Living down here in Salem, I'm worried about where I'm going to get the Bolivian Rams. As far as I know, there are no pet stores, besides Petco and Petsmart and neither of them sell the Bolivian Ram. I'd like to find out if there are any fish stores up in Portland that carry them or if there is someone in the area that breeds them. If I can't find them locally, which on line fish store does the best job at the best price?


----------



## LasColinasCichlids (Jan 4, 2011)

scooterlady said:


> Hi all! I'm Donna and I live in Salem Oregon. I'm new here, but I've done successful aquariums before, but I've never done a planted aquarium. Anyway, I'm planning on setting up a new 29 gallon planted aquarium. I'm getting the AquaClear 300/70 for filtration and for substrate I was going to go with either the Eco Complete or The CaribSea Floromax. In your opinion, which would be the better choice? From what I've been following here, everyone is pretty knowledgeable and I'll respect all of your opinions and take that into consideration. For lighting I'm just going to go what comes with the tank.
> 
> I'm going to start setting up within the next month or two, so I thought I better start picking all the brains here. After I get the tank, I'll start off with the plants and plan on leaving it sit for a month or so to get established. I'm going with an Amazon theme. A pair of Bolivian Rams. A school of 10-12 Flame Tetra or Bloodfin Tetra and a small school of Panda Cory's...maybe 3 or 4. I know I'm pushing the limits on stocking, but with the higher filtration, lot's of plants and at least a 30% weekly water change, I hope I'll be okay. Let me what you think about this setup. Which would be better, the Bloodfins or the Flames? I've also been thinking about getting Oto's instead of Cory's . What do you think. Not sure of the water parameters just yet, but if I remember right from the last time, our water is pretty soft and neutral. Had good luck with my last aquarium. :thankyou:


Hi Donna, and welcome to TFK!

I am going to go through what you wrote in order and let you know my opinions...

First off, Aquaclear makes great filters, I have an AC 50 and Marineland Penguin on my 29g. Love the AC, hate the marineland, lol. I think the AC 50 would be just fine, but considering they have relatively mild currents from the output and adjustable flows I am sure the extra filtration couldnt hurt.

As far as substrate goes, I have aquarium sand in my planted 15g and will be switching gravel substrate out for playsand in my 29g next month and fully plant it. I know more than a lot of members here on TFK have playsand in their planted tanks and it works great. 

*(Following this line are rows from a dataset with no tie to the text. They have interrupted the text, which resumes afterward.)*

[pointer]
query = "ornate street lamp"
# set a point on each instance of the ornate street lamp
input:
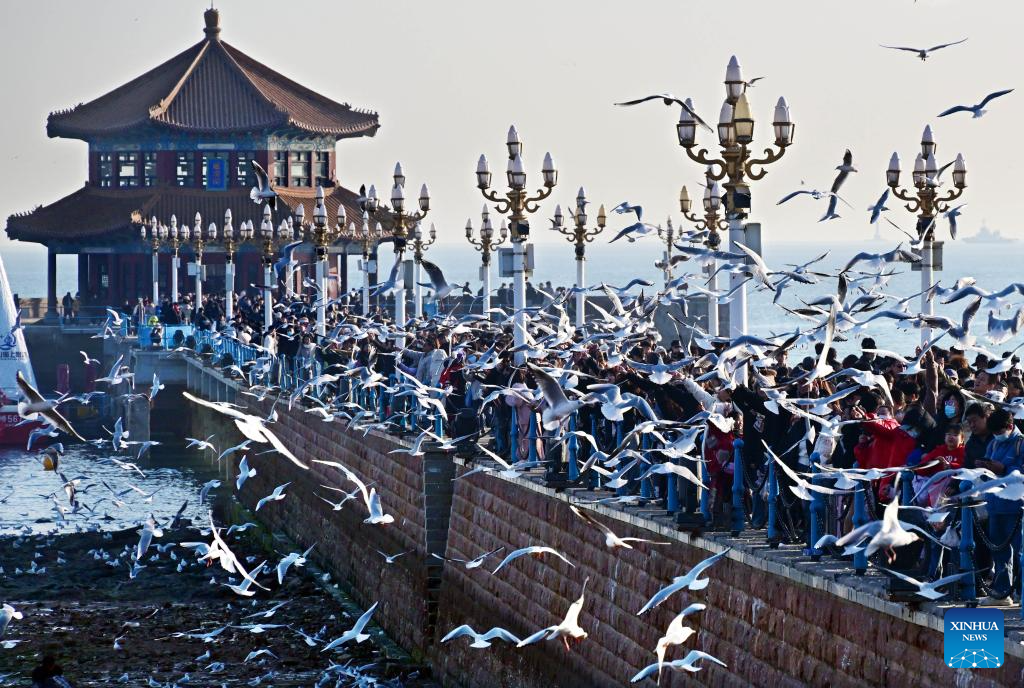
(735, 133)
(401, 222)
(419, 246)
(711, 223)
(485, 245)
(580, 235)
(369, 240)
(271, 242)
(927, 201)
(322, 235)
(516, 204)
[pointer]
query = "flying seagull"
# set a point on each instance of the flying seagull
(263, 190)
(978, 110)
(670, 99)
(923, 52)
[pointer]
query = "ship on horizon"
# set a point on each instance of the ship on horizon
(986, 235)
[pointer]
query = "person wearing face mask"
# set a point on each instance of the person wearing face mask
(1005, 454)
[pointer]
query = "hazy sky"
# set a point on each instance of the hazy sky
(448, 78)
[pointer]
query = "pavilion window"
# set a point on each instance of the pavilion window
(300, 168)
(244, 170)
(184, 174)
(105, 169)
(322, 168)
(150, 169)
(127, 170)
(281, 168)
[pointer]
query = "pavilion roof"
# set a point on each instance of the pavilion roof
(94, 215)
(212, 88)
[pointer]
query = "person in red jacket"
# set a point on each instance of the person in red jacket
(949, 455)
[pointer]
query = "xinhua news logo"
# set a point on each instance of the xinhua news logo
(973, 638)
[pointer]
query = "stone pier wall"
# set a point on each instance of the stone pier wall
(772, 625)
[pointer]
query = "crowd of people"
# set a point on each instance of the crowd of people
(949, 415)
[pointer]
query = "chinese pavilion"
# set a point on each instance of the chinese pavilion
(178, 140)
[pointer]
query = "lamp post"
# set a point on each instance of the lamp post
(271, 242)
(155, 241)
(245, 234)
(711, 223)
(175, 244)
(485, 245)
(419, 246)
(516, 204)
(735, 133)
(927, 202)
(580, 235)
(369, 240)
(199, 245)
(323, 235)
(401, 222)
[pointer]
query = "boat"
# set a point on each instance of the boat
(13, 357)
(986, 235)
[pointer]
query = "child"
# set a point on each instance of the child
(944, 457)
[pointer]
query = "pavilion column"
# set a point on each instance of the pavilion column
(51, 287)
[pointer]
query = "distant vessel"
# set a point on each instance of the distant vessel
(13, 357)
(986, 235)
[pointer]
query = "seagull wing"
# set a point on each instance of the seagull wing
(992, 96)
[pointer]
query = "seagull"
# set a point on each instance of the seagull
(638, 228)
(205, 490)
(687, 663)
(252, 427)
(691, 582)
(977, 110)
(670, 99)
(844, 171)
(6, 614)
(355, 633)
(244, 472)
(923, 52)
(390, 558)
(292, 559)
(611, 541)
(276, 496)
(952, 214)
(480, 640)
(569, 628)
(470, 563)
(201, 444)
(928, 589)
(263, 190)
(33, 405)
(437, 282)
(558, 406)
(534, 551)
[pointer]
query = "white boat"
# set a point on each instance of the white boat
(986, 235)
(13, 357)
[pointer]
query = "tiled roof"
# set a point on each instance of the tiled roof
(112, 214)
(212, 88)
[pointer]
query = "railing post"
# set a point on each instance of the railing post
(818, 509)
(772, 524)
(738, 510)
(859, 519)
(906, 487)
(968, 587)
(705, 491)
(572, 447)
(646, 489)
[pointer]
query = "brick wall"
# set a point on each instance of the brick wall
(770, 630)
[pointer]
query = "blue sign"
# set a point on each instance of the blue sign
(973, 638)
(216, 174)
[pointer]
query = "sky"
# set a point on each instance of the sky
(449, 77)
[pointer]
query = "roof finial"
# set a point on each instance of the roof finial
(212, 18)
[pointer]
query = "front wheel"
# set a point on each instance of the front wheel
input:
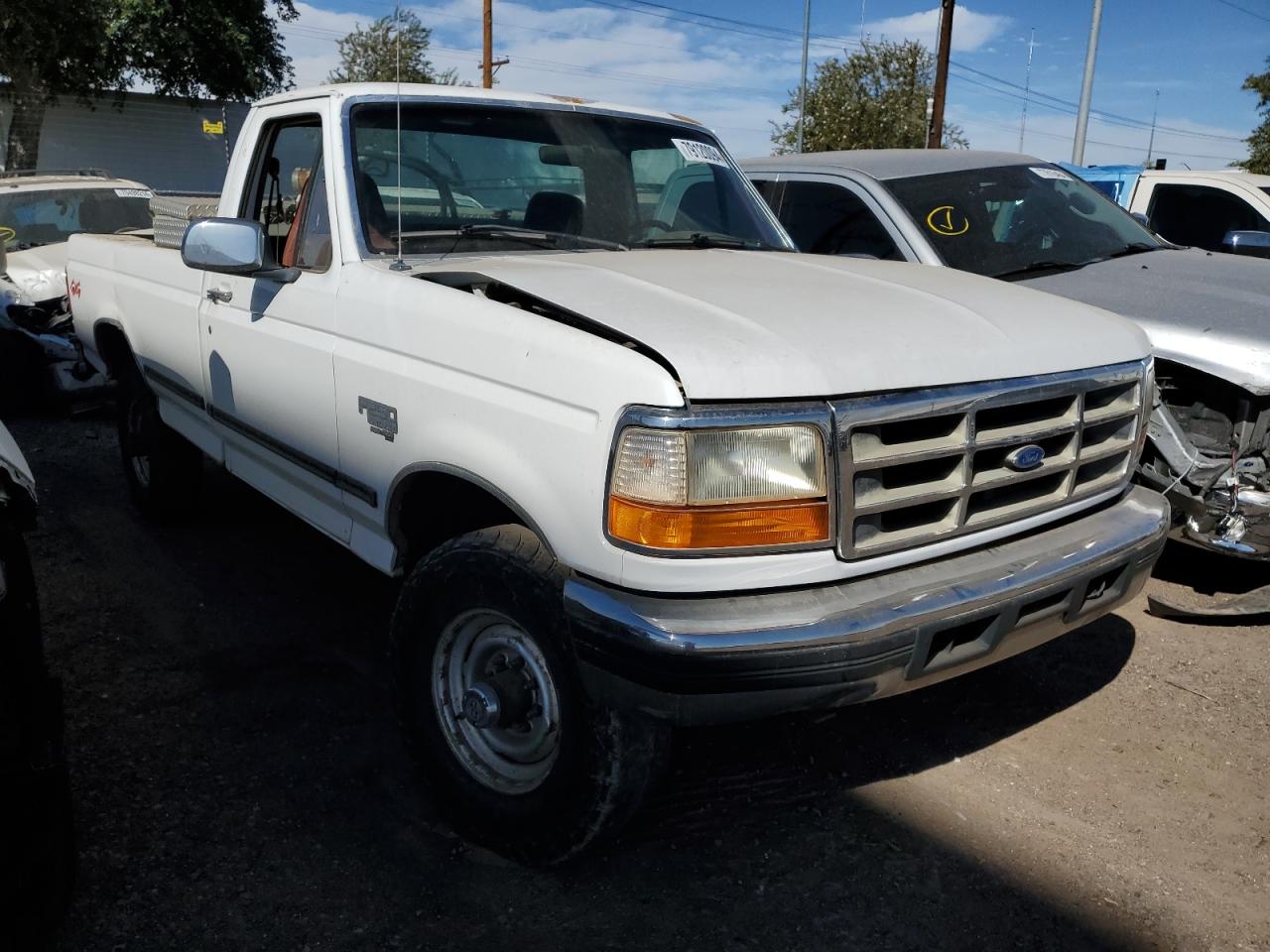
(516, 754)
(162, 468)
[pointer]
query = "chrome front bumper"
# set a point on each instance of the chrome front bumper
(706, 658)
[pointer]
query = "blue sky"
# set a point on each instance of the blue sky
(734, 76)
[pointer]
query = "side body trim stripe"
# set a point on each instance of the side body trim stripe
(287, 452)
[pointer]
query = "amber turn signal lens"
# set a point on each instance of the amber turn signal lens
(717, 526)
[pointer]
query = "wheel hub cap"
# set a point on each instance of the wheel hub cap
(494, 696)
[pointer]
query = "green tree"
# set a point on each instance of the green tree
(371, 55)
(1259, 143)
(91, 49)
(874, 99)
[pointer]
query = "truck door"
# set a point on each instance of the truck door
(830, 216)
(268, 345)
(1199, 214)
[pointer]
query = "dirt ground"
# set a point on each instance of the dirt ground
(240, 782)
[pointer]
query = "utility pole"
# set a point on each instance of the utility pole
(802, 90)
(1091, 55)
(1023, 122)
(486, 66)
(1151, 144)
(935, 137)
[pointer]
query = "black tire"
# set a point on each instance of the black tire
(37, 837)
(603, 761)
(163, 470)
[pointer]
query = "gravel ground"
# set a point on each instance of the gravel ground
(240, 783)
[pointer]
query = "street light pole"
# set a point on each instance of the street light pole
(486, 67)
(1091, 55)
(1151, 144)
(1023, 122)
(802, 93)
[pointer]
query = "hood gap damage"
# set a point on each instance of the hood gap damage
(484, 286)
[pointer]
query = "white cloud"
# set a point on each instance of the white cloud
(1049, 136)
(731, 82)
(970, 31)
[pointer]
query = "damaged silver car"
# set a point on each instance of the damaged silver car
(39, 212)
(1023, 220)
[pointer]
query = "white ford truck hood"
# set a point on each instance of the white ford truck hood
(41, 272)
(749, 325)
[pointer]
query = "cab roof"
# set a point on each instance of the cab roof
(89, 178)
(892, 163)
(426, 90)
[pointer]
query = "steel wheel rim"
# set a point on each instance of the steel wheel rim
(472, 648)
(139, 461)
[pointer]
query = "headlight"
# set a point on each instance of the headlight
(719, 489)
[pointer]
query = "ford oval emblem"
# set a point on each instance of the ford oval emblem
(1024, 458)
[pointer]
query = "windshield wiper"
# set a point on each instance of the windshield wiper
(702, 240)
(515, 232)
(1037, 267)
(1137, 248)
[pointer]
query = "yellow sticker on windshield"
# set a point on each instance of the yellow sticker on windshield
(948, 221)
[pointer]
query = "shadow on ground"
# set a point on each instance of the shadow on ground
(240, 782)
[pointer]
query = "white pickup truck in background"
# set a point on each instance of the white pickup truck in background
(640, 465)
(1216, 209)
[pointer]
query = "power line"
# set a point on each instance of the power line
(1245, 9)
(770, 32)
(761, 31)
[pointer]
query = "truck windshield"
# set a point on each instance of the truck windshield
(1019, 220)
(46, 216)
(515, 178)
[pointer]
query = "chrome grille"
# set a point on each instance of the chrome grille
(928, 465)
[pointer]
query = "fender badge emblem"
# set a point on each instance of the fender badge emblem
(381, 416)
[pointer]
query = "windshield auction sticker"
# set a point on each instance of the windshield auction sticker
(698, 151)
(948, 221)
(1048, 173)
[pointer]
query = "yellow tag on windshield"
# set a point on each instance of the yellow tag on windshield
(948, 221)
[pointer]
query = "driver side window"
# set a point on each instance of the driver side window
(289, 194)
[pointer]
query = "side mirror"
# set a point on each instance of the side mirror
(231, 246)
(1247, 243)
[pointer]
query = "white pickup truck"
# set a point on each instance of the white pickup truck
(1216, 209)
(640, 465)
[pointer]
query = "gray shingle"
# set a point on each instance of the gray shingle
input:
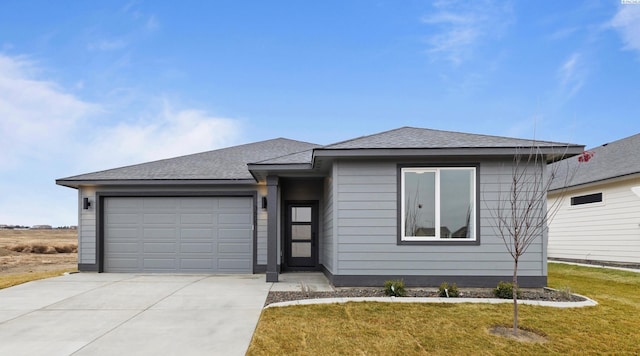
(223, 164)
(411, 137)
(615, 159)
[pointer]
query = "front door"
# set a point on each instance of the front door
(301, 236)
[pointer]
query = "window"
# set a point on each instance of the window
(438, 203)
(586, 199)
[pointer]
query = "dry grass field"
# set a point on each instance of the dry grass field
(36, 251)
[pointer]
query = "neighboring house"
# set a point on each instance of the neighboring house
(598, 219)
(408, 203)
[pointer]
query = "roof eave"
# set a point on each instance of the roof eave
(279, 167)
(596, 182)
(552, 152)
(123, 182)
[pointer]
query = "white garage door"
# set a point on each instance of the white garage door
(178, 234)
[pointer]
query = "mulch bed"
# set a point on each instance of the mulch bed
(529, 294)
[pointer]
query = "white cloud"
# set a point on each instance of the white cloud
(572, 74)
(48, 133)
(461, 26)
(627, 22)
(168, 134)
(35, 114)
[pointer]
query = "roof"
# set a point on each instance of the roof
(611, 160)
(223, 164)
(250, 161)
(411, 137)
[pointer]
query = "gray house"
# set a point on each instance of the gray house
(408, 203)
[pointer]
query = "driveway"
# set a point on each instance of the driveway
(132, 314)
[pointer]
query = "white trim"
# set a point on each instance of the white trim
(437, 225)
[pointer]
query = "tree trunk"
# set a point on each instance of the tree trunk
(515, 297)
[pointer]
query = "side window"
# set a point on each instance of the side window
(586, 199)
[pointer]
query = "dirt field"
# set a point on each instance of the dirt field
(23, 251)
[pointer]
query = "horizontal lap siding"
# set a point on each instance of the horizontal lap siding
(327, 242)
(366, 222)
(607, 231)
(87, 228)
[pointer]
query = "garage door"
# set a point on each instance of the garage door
(178, 234)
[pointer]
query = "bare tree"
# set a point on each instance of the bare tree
(521, 215)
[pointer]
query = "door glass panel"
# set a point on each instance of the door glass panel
(300, 249)
(301, 232)
(301, 214)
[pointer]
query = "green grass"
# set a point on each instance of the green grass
(612, 327)
(11, 280)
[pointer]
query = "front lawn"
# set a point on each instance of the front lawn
(10, 280)
(397, 328)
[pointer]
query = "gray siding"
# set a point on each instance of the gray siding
(87, 227)
(327, 240)
(261, 252)
(366, 222)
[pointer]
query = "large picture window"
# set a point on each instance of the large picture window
(438, 203)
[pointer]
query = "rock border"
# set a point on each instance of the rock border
(587, 302)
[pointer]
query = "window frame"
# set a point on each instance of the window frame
(437, 240)
(586, 200)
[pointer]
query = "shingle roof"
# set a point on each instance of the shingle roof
(223, 164)
(411, 137)
(231, 163)
(612, 160)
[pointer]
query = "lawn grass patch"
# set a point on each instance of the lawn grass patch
(10, 280)
(398, 328)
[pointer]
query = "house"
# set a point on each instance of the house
(408, 203)
(598, 216)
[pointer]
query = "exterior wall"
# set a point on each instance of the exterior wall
(87, 229)
(606, 231)
(262, 228)
(328, 240)
(366, 223)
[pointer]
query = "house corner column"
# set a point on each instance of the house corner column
(272, 229)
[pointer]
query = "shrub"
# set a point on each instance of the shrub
(394, 288)
(504, 290)
(448, 291)
(565, 292)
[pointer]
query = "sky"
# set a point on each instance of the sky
(93, 85)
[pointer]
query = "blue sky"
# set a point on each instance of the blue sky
(88, 85)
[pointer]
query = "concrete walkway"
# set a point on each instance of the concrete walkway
(130, 314)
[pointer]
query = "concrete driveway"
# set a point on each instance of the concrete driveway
(132, 314)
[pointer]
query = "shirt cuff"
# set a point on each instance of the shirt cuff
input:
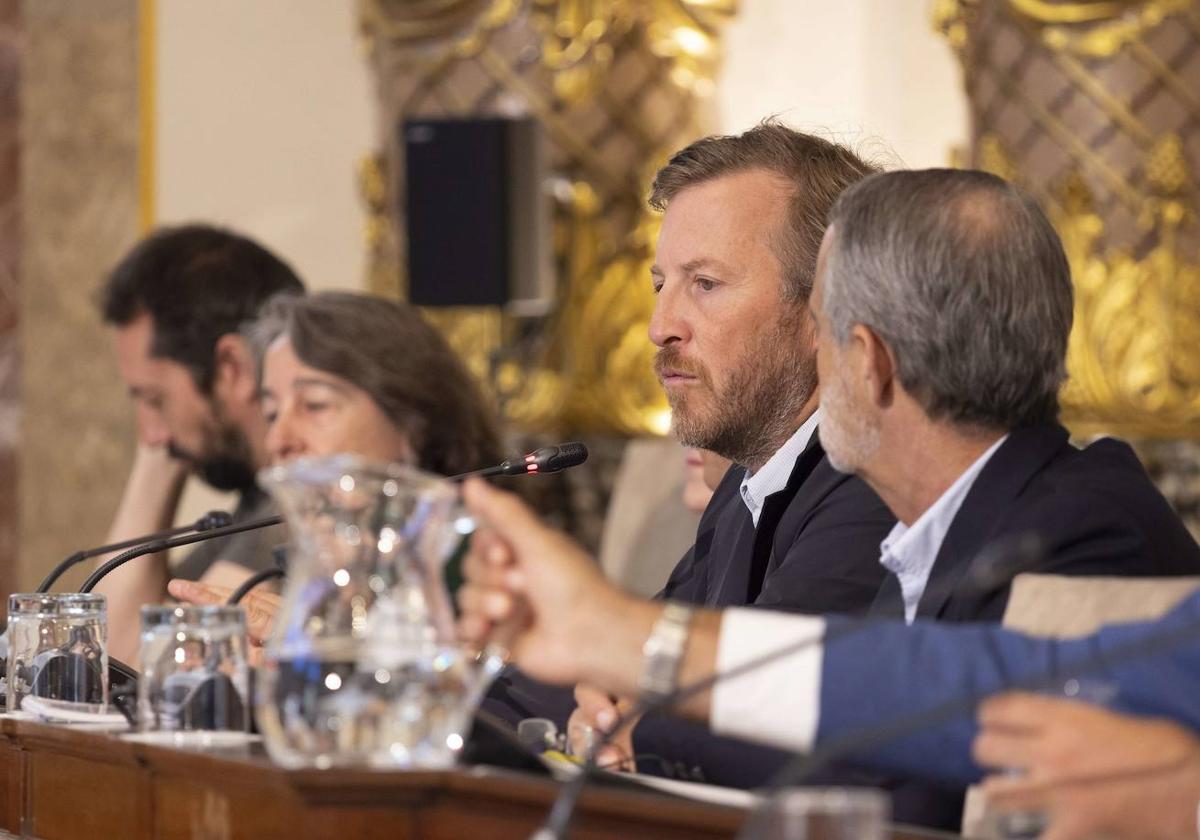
(777, 702)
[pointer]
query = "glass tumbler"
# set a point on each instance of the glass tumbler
(195, 675)
(827, 814)
(58, 649)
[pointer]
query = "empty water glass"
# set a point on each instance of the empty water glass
(195, 675)
(827, 814)
(58, 649)
(1029, 825)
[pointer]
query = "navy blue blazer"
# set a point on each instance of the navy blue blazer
(815, 550)
(1095, 511)
(875, 672)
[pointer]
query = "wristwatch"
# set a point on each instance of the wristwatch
(663, 652)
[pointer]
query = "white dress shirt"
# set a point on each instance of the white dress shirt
(785, 696)
(773, 475)
(909, 552)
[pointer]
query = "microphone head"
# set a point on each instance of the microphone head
(545, 460)
(563, 456)
(214, 519)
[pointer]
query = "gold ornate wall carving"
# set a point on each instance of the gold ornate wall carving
(617, 85)
(1095, 107)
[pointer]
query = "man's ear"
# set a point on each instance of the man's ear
(234, 372)
(879, 365)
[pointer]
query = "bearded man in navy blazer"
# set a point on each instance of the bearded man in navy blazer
(942, 311)
(743, 219)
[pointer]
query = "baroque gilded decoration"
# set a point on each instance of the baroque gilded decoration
(1095, 107)
(616, 84)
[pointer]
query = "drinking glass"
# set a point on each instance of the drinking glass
(827, 814)
(58, 649)
(195, 675)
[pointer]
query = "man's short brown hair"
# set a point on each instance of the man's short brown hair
(817, 169)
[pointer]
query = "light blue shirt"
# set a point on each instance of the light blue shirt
(773, 475)
(909, 551)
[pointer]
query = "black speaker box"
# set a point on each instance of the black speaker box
(475, 214)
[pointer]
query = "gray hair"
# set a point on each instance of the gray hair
(389, 351)
(963, 276)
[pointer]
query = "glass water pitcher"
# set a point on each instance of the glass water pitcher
(363, 667)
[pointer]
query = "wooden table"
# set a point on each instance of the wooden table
(61, 783)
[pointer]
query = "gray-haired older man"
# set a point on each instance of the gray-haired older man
(943, 307)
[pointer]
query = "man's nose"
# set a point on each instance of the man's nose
(282, 442)
(153, 430)
(667, 323)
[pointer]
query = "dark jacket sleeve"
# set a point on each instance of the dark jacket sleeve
(832, 563)
(1083, 534)
(827, 563)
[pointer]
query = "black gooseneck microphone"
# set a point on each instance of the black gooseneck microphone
(538, 462)
(279, 570)
(996, 563)
(214, 519)
(166, 544)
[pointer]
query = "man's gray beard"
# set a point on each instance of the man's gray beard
(846, 436)
(228, 462)
(759, 409)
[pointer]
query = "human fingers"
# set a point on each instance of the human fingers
(996, 747)
(597, 707)
(203, 594)
(1018, 711)
(490, 604)
(1017, 792)
(261, 611)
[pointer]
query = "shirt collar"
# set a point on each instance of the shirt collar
(910, 551)
(773, 475)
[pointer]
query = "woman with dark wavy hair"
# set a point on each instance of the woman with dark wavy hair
(353, 373)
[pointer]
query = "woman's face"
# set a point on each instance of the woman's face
(312, 413)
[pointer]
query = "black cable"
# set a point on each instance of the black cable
(214, 519)
(253, 581)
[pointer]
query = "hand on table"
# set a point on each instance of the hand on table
(1092, 772)
(600, 712)
(534, 592)
(261, 609)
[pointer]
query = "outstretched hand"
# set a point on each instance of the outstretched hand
(1092, 772)
(537, 593)
(261, 607)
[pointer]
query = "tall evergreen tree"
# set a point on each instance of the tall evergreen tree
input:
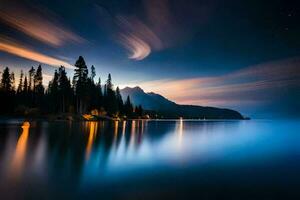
(31, 78)
(93, 73)
(38, 81)
(6, 82)
(119, 100)
(80, 80)
(64, 88)
(25, 86)
(128, 107)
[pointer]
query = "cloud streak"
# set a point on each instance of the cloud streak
(253, 85)
(137, 38)
(18, 50)
(42, 28)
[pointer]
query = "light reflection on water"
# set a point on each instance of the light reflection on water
(85, 155)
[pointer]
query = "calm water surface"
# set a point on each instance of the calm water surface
(257, 159)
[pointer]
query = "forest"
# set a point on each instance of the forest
(81, 95)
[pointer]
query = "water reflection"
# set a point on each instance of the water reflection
(20, 152)
(94, 154)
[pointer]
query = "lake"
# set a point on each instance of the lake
(252, 159)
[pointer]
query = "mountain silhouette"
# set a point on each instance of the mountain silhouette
(169, 109)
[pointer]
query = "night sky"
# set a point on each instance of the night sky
(237, 54)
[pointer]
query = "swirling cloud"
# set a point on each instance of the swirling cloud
(38, 26)
(16, 49)
(137, 38)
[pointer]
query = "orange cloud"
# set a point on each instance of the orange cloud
(46, 30)
(18, 50)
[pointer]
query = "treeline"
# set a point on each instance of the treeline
(81, 95)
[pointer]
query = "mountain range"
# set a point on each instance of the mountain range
(169, 109)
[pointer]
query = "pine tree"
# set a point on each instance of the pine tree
(128, 108)
(25, 87)
(38, 81)
(119, 100)
(20, 86)
(12, 80)
(53, 93)
(31, 77)
(64, 88)
(93, 73)
(80, 80)
(6, 82)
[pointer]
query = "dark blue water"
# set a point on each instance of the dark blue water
(257, 159)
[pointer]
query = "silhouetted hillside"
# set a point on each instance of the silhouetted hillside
(169, 109)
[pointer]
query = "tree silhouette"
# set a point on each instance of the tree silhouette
(80, 80)
(61, 96)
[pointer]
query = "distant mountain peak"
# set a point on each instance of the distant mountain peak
(157, 102)
(133, 89)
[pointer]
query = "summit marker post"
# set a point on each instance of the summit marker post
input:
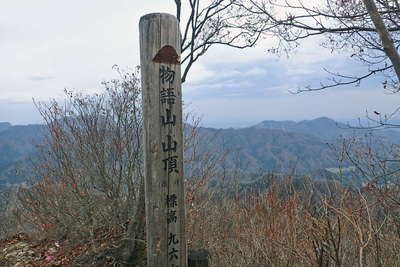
(160, 50)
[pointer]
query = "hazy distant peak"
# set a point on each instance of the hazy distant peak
(322, 127)
(4, 126)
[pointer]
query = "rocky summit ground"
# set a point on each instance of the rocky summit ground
(24, 251)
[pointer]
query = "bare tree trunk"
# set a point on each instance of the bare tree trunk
(386, 39)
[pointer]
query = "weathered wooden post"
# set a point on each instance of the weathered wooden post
(160, 44)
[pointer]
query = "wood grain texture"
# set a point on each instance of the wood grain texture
(163, 141)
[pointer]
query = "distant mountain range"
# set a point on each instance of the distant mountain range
(270, 146)
(325, 129)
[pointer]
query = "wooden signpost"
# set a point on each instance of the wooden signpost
(160, 44)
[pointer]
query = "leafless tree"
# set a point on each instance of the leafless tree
(369, 29)
(215, 22)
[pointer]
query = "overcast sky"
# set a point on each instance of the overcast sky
(47, 45)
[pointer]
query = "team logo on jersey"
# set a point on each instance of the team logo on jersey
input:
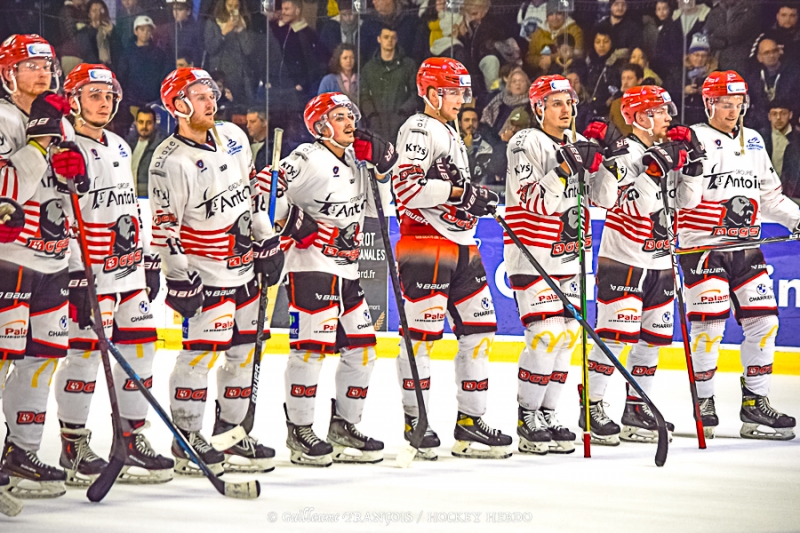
(124, 256)
(51, 239)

If going with "factory" lighting (I do the same), make sure to try and stick to low to medium light plants. Stem plants absorb ammonia/ammonium faster since they grow faster, so if planted enough and with some stem plants, you can add fish right away and probably not feel a cycle in the tank... especially if you can borrow a fellow fish keepers old filter media or stick some of their established tank's gravel in a bio bag or panty hose and stick it in the filter to seed the tank. 

In my opinion, the rams, tetras, and cories would NOT overstock the tank, of course I wouldnt add them all at once though (I'd add the rams last though). As for the panda cories, they are a pretty sensitive to water parameters, and as with all cories would be best in a group of 5-6 or more (four usually being the agreed bare minimum). Otos should only be added to an established tank that has algae present. I'd start with the cories and then a few months later if you have algae then add maybe 3 otos if you want to. 

As far as which tetra, I personally like the look of the bloodfin tetra, but that is personal opinion. TFK has fish profiles you can access at the blue tab at the top, or by clicking the highlighted name in posts, so I would recommend checking their profiles and seeing if all the fish you want have over-lapping water parameter needs like temp, pH, hardness, as well as feeding needs, and behavioral traits. As far as the tetras go, I'd choose the one least nippy as long as they fit the water. 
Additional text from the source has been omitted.